The measure includes three telecom bills of interest. The Spectrum IT Modernization Act (S. 3717) will require the National Telecommunications and Information Administration and other federal agencies to outline a plan for modernizing the information technology infrastructure used to manage federal spectrum.
The USA Telecommunications (ORAN) Act (S. 3189) would allocate more than $1 billion to invest in Western-based alternatives to Huawei and ZTE. It would speed development of an open-architecture model, O-RAN, that allows alternative vendors to enter the market for specific network components, rather than having to compete with Huawei and ZTE end-to-end.

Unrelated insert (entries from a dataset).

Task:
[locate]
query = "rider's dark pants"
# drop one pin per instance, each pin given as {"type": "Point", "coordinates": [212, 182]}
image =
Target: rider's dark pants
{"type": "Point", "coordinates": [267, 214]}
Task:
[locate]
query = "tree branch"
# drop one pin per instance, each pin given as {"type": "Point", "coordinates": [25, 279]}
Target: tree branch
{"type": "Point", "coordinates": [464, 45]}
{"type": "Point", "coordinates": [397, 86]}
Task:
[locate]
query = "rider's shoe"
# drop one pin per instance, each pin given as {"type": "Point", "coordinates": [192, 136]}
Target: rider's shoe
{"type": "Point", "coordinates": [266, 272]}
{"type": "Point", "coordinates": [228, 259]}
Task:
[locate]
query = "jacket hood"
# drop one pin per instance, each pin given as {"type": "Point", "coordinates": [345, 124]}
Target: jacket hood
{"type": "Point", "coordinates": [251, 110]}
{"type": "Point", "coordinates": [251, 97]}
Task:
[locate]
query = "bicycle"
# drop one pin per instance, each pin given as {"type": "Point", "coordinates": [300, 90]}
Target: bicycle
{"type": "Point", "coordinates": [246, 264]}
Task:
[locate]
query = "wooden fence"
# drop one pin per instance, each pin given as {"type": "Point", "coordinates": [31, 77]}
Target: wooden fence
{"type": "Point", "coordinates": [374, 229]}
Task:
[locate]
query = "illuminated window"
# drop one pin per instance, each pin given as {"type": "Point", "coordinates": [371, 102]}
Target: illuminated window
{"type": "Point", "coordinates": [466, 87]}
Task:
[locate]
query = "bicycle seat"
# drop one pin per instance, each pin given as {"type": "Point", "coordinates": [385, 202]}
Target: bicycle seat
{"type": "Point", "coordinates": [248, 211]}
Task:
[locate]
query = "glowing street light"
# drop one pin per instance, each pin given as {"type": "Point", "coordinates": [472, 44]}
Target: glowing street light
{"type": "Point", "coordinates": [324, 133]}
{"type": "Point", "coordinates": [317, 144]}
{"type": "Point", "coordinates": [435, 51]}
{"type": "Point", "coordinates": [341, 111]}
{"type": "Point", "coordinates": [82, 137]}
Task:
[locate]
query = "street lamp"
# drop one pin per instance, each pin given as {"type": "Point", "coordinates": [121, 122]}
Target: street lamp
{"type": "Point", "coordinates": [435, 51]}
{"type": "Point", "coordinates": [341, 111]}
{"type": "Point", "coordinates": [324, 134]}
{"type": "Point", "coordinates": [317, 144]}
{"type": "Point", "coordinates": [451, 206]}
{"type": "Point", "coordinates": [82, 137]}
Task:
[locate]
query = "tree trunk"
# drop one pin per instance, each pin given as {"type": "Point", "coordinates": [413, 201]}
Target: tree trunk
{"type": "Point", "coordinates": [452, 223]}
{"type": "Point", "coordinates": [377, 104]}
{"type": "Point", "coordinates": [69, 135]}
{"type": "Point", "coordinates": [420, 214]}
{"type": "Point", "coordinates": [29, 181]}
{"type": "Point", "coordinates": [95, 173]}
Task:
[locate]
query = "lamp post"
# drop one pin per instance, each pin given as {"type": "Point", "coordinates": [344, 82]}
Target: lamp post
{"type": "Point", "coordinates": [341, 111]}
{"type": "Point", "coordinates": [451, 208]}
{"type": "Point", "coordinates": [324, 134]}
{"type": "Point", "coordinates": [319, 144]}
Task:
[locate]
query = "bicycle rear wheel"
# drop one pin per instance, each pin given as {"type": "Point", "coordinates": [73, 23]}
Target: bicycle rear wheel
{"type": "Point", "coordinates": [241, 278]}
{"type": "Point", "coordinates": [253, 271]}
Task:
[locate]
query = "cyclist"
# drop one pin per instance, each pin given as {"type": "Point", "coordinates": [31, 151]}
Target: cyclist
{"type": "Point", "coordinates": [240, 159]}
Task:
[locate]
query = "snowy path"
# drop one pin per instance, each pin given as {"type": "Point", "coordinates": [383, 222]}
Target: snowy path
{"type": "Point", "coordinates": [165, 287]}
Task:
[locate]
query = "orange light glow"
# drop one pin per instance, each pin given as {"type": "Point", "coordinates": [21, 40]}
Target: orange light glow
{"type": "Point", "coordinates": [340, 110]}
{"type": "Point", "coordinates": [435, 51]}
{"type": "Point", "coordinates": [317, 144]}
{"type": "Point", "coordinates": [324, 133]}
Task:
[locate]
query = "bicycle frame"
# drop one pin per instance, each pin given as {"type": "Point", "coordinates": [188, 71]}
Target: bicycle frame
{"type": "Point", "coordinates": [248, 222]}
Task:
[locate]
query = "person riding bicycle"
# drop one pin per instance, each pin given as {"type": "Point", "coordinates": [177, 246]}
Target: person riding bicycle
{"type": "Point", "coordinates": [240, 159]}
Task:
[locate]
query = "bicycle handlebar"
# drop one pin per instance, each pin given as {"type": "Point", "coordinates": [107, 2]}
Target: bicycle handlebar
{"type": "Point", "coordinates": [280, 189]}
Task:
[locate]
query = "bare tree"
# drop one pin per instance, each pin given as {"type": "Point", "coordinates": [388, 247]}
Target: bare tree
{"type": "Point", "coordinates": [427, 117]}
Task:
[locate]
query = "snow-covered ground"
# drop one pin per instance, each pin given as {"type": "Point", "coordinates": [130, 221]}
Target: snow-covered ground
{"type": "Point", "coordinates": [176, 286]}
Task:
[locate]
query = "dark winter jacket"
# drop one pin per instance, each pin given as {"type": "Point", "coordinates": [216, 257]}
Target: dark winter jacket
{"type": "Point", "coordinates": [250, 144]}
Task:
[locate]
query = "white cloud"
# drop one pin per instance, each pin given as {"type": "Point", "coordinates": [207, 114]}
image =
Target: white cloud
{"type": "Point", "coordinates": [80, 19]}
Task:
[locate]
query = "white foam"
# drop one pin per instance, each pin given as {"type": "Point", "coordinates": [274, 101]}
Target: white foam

The Reliable Emergency Alert Distribution Improvement (READI) Act of 2020 (S. 2693) will ensure more people receive relevant emergency alerts on their mobile phones, televisions, and radios as well as explore new ways of alerting the public through online video and audio streaming services. It would track and study false alerts when they occur, and improve the way states plan for emergency alerts.
Trump vowed to veto the defense authorization unless lawmakers impose limits on social media companies he said were biased against him during the election. On Sunday, he repeated his veto threat, setting the stage for a fight with Congress when lawmakers are racing to reach a compromise on more coronavirus relief, according to Reuters.
If he does veto the defense bill, Congress could cut short its Christmas recess to hold an override vote.
“I think we can override the veto, if in fact he vetoes,” said House Majority Leader Steny Hoyer, (D-MD). “I hope he does not veto. I hope he reconsiders. And I think he will get substantial pressure [from Republicans] that, you know, you don’t want to put the defense bill at risk.″
The defense measure guides Pentagon policy and cements decisions about troop levels, new weapons systems and military readiness, military personnel policy and other military goals. Many programs, including military construction, can only go into effect if the bill is approved.